■未知の南米大陸へ

 もちろん、アルゼンチンと1試合して帰ってくるわけではない。ブラジル、ウルグアイなどを回り、数試合して帰ってこようというものだった。私の主目的は、これらの欧州チームとアルゼンチン、ブラジルなどの南米勢の対戦を通して翌年のワールドカップへの見通しを探るとともに、アルゼンチンがどんな国で、ブエノスアイレスがどんな町かを調べ、さらには、翌年のワールドカップに向けて『サッカー・マガジン』の「基地」を用意し、現地での態勢を整えることだった。

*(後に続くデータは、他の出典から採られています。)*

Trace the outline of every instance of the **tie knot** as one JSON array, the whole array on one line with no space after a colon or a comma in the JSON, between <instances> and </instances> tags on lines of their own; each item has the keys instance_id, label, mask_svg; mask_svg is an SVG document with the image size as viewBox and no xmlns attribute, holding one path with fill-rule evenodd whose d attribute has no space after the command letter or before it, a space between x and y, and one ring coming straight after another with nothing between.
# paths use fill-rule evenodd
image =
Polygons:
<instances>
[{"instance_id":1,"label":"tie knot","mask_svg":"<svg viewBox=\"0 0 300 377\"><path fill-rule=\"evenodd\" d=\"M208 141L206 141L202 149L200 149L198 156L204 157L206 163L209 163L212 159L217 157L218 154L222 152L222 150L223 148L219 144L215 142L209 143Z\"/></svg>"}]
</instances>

 そもそも、私が大学を出て決めた就職先をベースボール・マガジン社、『サッカー・マガジン』の編集部と絞ったのは、1978年にアルゼンチンで行われるワールドカップを取材することが大きな目的だった。入社1年目の1974年西ドイツ大会は無理としても、5年目なら行くチャンスがあるのではないか…。『サッカー・マガジン』では、すでに1970年のメキシコ大会に堀内征一さんを取材に出すという実績があった。

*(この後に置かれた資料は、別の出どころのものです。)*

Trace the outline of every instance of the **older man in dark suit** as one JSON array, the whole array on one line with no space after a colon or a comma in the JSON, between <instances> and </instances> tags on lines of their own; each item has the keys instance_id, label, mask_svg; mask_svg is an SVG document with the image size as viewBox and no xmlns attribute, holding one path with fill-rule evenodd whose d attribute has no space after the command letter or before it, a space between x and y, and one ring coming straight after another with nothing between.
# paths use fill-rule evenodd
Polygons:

 当然、1974年の西ドイツ大会の取材チーフは先輩の築出知平さんになったが、さまざまな幸運と橋本さんの取り計らいで、私は1974年の西ドイツ大会にも大会前半だけながら行くことができた。そして1978年大会には私がチーフとなって現地取材することは、すでに決まっていた。しかし、『サッカー・マガジン』にとっても南米は未知の場所だった。何か月かに一度、リオデジャネイロに住む日系の望月雅臣さんが素晴らしい写真を送ってきてくれていたが、編集部員、あるいは契約しているカメラマンを派遣したことはなかった。事前に調査ができれば、それに越したことはなかった。